This year, each region of the country witnessed a high-impact weather event — floods, cyclonic storms, heavy rainfall and intense dust storms —that claimed lives, the IMD's report shows. IMD said that flood and heavy rain related incidents reportedly claimed over 800 lives in the northern, northeastern, central and southern regions of the country. The most severe event was the flood in Kerala, which claimed 223 lives. However, official sources had themselves stated that nearly 500 people had died in these floods. The Kerala floods were incidentally triggered by extreme rainfall events in the hilly districts of the state. Floods also claimed 158 lives in Uttar Pradesh, 139 in Maharashtra and 116 in west Bengal. Among all states, UP was battered the most by weather events and the state recorded nearly 600 deaths due to floods, thunderstorms, dust storms, lighting and cold waves. While the country witnesses floods each year, dust-storms of severe intensity in Rajasthan, Delhi and Uttar Pradesh were an unusual occurrence in 2018. In UP alone, dust storms claimed 92 lives and Rajasthan claimed 68 lives between April and May.

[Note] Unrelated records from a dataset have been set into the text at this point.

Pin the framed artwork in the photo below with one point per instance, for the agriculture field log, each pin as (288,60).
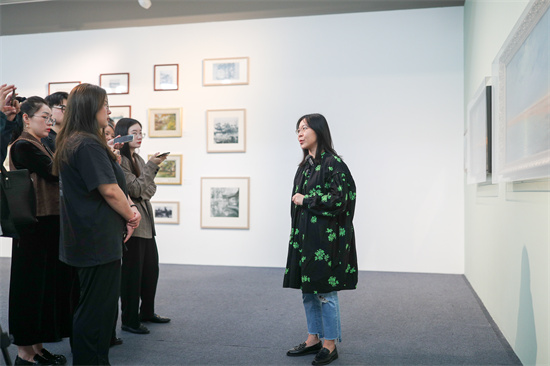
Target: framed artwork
(115,83)
(226,130)
(166,77)
(225,203)
(170,170)
(225,71)
(65,86)
(165,122)
(521,103)
(166,212)
(478,136)
(119,112)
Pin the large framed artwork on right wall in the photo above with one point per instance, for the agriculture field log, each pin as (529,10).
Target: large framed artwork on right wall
(521,108)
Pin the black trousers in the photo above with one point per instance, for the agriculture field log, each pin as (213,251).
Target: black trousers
(140,273)
(96,313)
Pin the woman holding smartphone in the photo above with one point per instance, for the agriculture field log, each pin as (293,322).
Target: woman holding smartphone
(140,264)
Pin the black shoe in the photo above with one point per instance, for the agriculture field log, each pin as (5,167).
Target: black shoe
(116,341)
(324,357)
(156,319)
(301,349)
(38,360)
(139,330)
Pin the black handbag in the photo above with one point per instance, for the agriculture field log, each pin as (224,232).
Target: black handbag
(17,202)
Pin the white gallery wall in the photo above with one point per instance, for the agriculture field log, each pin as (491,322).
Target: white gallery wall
(507,233)
(389,83)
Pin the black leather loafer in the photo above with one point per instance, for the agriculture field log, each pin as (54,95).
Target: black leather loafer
(139,330)
(116,341)
(156,319)
(53,359)
(324,357)
(302,349)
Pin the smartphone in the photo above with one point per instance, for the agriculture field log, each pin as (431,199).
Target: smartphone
(123,139)
(10,101)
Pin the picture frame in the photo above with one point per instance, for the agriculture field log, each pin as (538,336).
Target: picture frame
(521,95)
(478,136)
(170,170)
(226,130)
(166,77)
(119,112)
(116,83)
(225,71)
(166,212)
(165,122)
(64,86)
(225,203)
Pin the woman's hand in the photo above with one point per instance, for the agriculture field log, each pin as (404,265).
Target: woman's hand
(129,232)
(158,159)
(298,199)
(134,221)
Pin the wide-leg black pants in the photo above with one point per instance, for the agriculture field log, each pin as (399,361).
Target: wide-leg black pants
(96,313)
(140,272)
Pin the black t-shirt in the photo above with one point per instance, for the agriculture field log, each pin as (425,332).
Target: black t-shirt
(91,231)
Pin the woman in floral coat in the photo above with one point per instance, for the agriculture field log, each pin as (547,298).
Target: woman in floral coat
(322,259)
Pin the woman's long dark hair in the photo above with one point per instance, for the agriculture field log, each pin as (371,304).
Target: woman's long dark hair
(79,121)
(318,123)
(121,129)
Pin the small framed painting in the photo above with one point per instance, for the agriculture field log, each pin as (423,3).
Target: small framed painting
(169,171)
(166,212)
(225,71)
(115,83)
(65,86)
(119,112)
(225,203)
(166,77)
(226,130)
(165,122)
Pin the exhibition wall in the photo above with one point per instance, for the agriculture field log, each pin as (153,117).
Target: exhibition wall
(389,83)
(507,225)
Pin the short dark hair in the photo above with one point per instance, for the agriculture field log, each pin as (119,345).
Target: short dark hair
(56,98)
(318,123)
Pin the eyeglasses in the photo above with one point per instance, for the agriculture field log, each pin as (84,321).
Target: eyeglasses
(47,119)
(301,129)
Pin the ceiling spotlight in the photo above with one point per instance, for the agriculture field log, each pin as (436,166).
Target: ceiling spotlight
(146,4)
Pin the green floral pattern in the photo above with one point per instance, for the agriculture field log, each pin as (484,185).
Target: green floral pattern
(321,253)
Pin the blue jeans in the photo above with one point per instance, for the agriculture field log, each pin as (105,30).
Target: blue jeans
(323,315)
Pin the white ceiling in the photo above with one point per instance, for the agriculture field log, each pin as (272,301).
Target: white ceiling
(42,16)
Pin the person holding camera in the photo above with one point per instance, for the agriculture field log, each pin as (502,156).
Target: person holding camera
(40,285)
(140,263)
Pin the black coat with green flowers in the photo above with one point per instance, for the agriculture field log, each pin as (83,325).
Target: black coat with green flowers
(321,255)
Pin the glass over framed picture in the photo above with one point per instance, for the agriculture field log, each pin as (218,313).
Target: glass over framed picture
(225,71)
(115,83)
(166,77)
(226,130)
(65,86)
(521,108)
(225,203)
(119,112)
(166,212)
(165,122)
(170,170)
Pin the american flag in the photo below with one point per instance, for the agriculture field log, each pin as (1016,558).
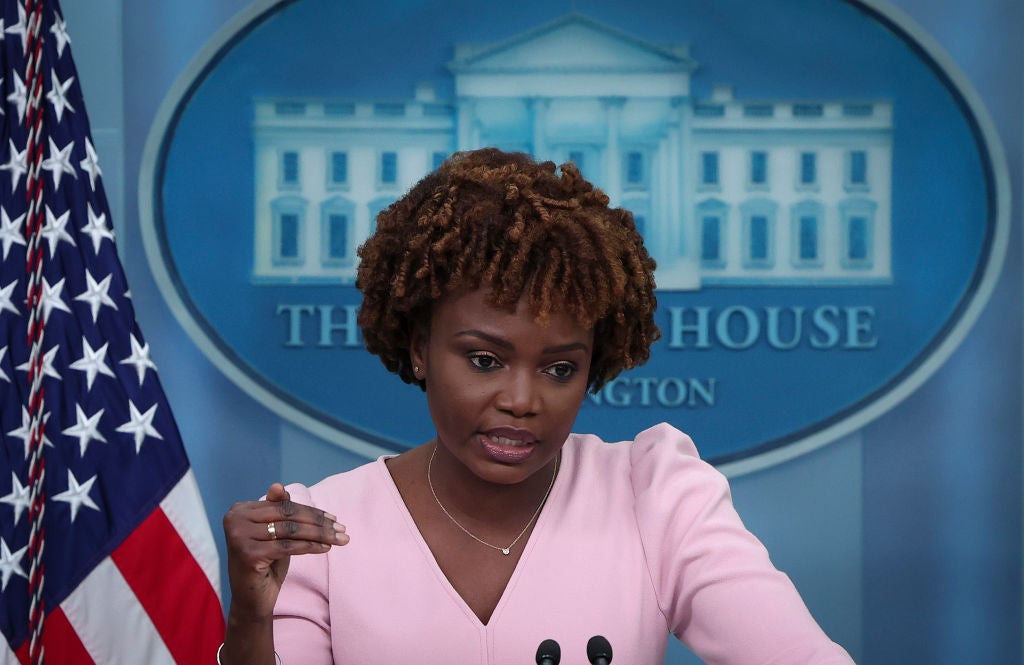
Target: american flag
(105,552)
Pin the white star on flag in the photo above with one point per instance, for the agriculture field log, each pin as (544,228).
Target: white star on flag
(140,425)
(48,367)
(18,497)
(10,231)
(52,299)
(86,428)
(58,162)
(55,230)
(139,358)
(59,30)
(25,431)
(82,387)
(10,564)
(96,294)
(57,94)
(77,495)
(90,164)
(97,229)
(92,363)
(17,164)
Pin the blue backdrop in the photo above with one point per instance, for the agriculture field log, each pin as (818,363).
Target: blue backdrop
(905,538)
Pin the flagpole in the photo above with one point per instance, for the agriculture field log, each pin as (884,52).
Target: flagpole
(36,323)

To add to the extreme rain and rain-triggered flood events, there were three cyclonic storms that wreaked havoc in Tamil Nadu and Odisha. In October, Titli made landfall on the coast of Odisha and it claimed over 70 lives in coastal districts. In November, severe cyclone storm Gaja claimed over 40 lives in Tamil Nadu and late in December, cyclone storm Phethai impacted Andhra Pradesh.